With ample money, guns and drugs at his disposal (which sounds like a Warren Zevon song), McAfee spent the next several years as what he calls as a seasoned “flight risk.” In between, he somehow found time to mount a Libertarian Party candidacy for president, publicly refuse to pay his taxes and insist that he was being targeted by drug cartels, without any evidence.

McAfee is introduced with his much-younger girlfriend Sam (who is interviewed later), before the narrative abandons that part of the story about halfway through, picking up with McAfee again about five years later, in 2019, as he lurches from one crisis to the next.

Russell clearly wants to use the grainy footage and up-close-and-personal exposure to McAfee’s ramblings to replicate a sense of the man himself, but there’s only so far that can go without weaving more useful context into the mix.

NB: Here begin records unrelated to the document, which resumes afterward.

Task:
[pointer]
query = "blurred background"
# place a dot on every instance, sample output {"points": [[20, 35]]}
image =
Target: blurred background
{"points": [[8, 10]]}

Instead, “Running With the Devil” detours to tell the stories of those who followed McAfee around, which adds little to the larger plot beyond providing a temporary respite from McAfee’s lunacy.

Those who even distantly followed McAfee’s tale know it didn’t end well, culminating with his arrest in Spain and suicide in 2021. Yet Russell’s attempt to provide what amounts to an unfiltered snapshot of this bizarre character without fleshing out the details becomes a case study in heat without light and the limits of that stylistic choice.

In the latter part of the film, the roster of sort-of narrators expands to include Alex Cody Foster, a self-described ghostwriter who hung out with McAfee and recorded extensive interviews with him.

“Maybe he was a murderer, but I just love good stories,” Foster says.

McAfee was clearly many things, and yes, a murderer might have been one of them. “Running With the Devil” can be forgiven for opting not to bother bogging down a juicy yarn by wrestling with the morality of the man, but as presented, it’s simply too much of a mess to even qualify as a good story.

“Running With the Devil: The World of John McAfee” premieres Aug. 24 on Netflix.